Negative opinions regarding the adequacy of contemporary process-plant safety certainly exist in the public, governmental and private sectors. Any way you look at it, a harsh truth for the chemical engineering profession is that for every thousand or so thankfully uneventful operations, a pessimistic residue lingers from a tragic incident of the past. That presence continually reminds us to heed the valuable lessons learned with each case, in hopes that it will go a long way toward preventing subsequent, if not more devastating, events in the future.

In that context, the fatality that resulted from yet another explosion at BP’s Texas City refinery on January 14th, literally adds insult to injury. This is the third death at the facility in less than three years since the 2005 explosion that caused 15 deaths and 180 injuries. The latest explosion prompted the U.S. Chemical Safety Board (CSB) to open another investigation of the facility last month.

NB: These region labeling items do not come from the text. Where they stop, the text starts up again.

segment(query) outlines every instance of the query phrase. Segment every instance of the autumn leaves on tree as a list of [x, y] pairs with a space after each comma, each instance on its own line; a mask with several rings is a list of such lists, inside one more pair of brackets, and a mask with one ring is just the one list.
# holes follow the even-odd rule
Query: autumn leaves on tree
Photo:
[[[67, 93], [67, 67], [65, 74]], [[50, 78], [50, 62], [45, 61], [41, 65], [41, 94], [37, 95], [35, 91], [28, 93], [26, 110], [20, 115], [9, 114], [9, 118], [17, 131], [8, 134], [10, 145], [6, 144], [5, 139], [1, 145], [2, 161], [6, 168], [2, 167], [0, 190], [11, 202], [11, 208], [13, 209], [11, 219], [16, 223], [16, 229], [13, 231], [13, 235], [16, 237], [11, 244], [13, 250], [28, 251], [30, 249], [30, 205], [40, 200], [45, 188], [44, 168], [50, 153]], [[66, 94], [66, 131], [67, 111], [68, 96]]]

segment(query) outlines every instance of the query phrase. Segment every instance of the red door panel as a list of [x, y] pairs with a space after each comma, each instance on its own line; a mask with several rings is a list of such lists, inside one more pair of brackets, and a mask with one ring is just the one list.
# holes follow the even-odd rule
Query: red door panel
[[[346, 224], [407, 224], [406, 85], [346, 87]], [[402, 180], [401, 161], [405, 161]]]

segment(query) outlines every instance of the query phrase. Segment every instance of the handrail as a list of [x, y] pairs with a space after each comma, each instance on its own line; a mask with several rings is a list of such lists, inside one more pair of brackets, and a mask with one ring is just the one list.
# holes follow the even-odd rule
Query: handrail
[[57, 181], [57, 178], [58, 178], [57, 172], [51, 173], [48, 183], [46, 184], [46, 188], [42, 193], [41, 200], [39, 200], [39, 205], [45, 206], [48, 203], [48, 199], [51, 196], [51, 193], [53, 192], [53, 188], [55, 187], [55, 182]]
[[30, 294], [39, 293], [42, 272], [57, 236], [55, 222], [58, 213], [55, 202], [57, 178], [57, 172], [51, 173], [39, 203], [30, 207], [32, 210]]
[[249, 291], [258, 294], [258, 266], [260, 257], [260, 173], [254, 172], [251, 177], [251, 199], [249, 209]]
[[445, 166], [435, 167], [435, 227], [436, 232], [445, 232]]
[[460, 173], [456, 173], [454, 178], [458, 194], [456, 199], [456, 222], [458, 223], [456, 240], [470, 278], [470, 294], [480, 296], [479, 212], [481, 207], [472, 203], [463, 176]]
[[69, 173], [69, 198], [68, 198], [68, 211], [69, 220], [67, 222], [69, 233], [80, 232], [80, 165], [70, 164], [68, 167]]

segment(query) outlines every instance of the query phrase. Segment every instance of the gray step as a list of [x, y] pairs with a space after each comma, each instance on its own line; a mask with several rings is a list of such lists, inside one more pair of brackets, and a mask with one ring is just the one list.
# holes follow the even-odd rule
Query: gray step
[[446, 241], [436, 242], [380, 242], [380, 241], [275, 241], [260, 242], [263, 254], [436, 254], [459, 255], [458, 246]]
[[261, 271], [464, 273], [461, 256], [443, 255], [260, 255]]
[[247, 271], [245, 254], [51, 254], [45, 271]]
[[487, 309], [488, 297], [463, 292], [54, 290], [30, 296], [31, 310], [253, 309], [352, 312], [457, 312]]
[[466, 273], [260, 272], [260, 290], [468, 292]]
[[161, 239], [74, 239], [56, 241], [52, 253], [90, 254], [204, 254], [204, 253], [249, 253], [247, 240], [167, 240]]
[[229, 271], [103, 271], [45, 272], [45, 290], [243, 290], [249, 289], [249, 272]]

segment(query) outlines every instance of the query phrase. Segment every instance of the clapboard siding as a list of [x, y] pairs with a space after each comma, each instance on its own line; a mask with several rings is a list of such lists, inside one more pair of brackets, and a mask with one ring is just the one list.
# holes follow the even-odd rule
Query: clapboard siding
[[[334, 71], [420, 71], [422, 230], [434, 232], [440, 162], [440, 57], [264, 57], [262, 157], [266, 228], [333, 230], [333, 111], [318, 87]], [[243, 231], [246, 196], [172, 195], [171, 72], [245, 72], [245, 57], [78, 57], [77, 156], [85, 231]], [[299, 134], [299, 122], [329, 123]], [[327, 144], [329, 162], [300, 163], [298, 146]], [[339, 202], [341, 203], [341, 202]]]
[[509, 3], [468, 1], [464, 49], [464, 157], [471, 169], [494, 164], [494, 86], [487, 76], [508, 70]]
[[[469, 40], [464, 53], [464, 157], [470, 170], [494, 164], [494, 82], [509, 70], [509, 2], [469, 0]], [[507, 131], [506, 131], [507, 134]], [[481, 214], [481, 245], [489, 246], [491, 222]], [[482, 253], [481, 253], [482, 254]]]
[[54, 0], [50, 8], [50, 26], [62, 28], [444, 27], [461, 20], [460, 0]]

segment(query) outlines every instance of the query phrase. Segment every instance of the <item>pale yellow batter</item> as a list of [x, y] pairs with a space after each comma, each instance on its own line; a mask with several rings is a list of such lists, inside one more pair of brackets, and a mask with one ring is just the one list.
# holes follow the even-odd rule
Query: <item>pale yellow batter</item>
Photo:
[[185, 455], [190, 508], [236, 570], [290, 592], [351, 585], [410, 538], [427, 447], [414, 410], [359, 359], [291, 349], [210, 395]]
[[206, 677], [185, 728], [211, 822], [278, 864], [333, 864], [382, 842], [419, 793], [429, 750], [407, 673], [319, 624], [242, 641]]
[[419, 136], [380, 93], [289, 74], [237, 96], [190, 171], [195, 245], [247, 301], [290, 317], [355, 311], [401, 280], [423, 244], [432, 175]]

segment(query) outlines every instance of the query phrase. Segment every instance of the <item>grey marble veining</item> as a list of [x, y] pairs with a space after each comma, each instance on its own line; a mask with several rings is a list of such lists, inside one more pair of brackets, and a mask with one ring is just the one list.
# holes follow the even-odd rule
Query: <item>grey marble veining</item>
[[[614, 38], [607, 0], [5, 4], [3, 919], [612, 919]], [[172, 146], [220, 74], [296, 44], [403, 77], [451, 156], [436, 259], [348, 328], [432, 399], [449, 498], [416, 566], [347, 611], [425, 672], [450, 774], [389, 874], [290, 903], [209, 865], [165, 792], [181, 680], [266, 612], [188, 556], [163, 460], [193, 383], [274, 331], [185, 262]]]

According to William Wark, one of three board members of the CSB, a number of factors were weighed in the decision to proceed with this investigation. "These factors included the severity of the accident, the likelihood that hazardous chemicals were involved, and the learning potential for BP and other refiners that operate similar hazardous processes." The CSB also considered the serious history of accidents at the Texas City refinery, Wark adds, as is consistent with the CSB’s procedures. He notes that over the past 32 years, a total of 41 people have died in workplace accidents at the site. BP is cooperating with the investigation and has provided witnesses and information on a voluntary basis. CSB’s goal for its query is indeed to determine as precisely as possible what happened to cause this unfortunate event and to make recommendations to BP and others to prevent similar accidents in the future.

Given the pattern of events at this refinery alone, the obvious rhetorical question is whether we are, in fact, learning our lessons. Indeed, a survey released by the United Steelworkers (USW) union late last year, concludes that the conditions that led to BP’s March 2005 explosion are widespread throughout the petroleum refining sector and that the industry is failing to learn from such explosions and near misses. Titled "Beyond Texas City: The State of Process Safety in the Unionized U.S. Oil Refining Industry," the report is based on the results of a 64-item survey sent to local unions at 71 USW-represented refineries nine months following the 2005 incident.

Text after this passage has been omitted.